Enter the mech: because so much of its internal space must be devoted to getting it to stand upright and walk around, it must sacrifice in terms of armor and weaponry. Too much armor and the thing can barely walk (or bend, which is important for a walking thing). Weaponry has to be carefully mounted and built to handle recoil, or your mech will fall over as soon as it fires a gun (I would suggest bypassing the recoil problem altogether by mounting rockets, missiles, and possibly lasers, as those don’t have recoil, though they do present other problems we needn’t go into here). Even though it’s gigantic, it isn’t going to be able to carry a proportional amount of weapons and armor when compared to, say, a big tank. The tank is going to be about as mobile, too, and will have the advantage of being harder to spot, whereas the mech is going to be visible for kilometers in every direction. Considering that you should be able to afford 3-4 tanks to each mech, and that the weapons carried by the tanks are going to be similarly as good, what could the advantage to the giant mech possibly be?

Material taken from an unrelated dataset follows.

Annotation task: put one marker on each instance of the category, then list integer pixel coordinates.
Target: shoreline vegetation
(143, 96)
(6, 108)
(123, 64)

Mech Myth #4: Mechs are Psychological Weapons
Like #2, the mechs have something here. A giant robot full of weapons is pretty scary, granted. I’m not so sure, however, they are significantly scarier than a bombing campaign or airstrike. I think an Apache helicopter blazing towards my position while it chews up all my buddies with its ridiculous main gun would be sufficient to scare the bejeezus out of me. You really don’t need a giant robot to do this, you just need something that can lay down tons of destruction.
Conclusion
In the end, there are very few actual advantages to a giant, fifty-foot tall mech, especially when you consider that other, already existing technologies are or will be able to match it in every category or, in combination, exceed it. Airpower already threatens to make armored battle tanks obsolete, and those you can hide much more easily. A giant robot walking down the street is going to get an air-to-surface missile in its face so quickly, it will barely be able to get off a shot. Then the thing is going to fall over, flail around a bit on the ground, and it’s going to be embarrassing for everybody. Especially if it then pulls out a sword or something or breaks apart into several lions and tries running down the…jet. God.
I would point out, however, that smaller mech-suits (more like powered armor), much like were seen in Avatar or District 9, do have a reasonable military future as far as I’m concerned. That, however, is a topic for another day.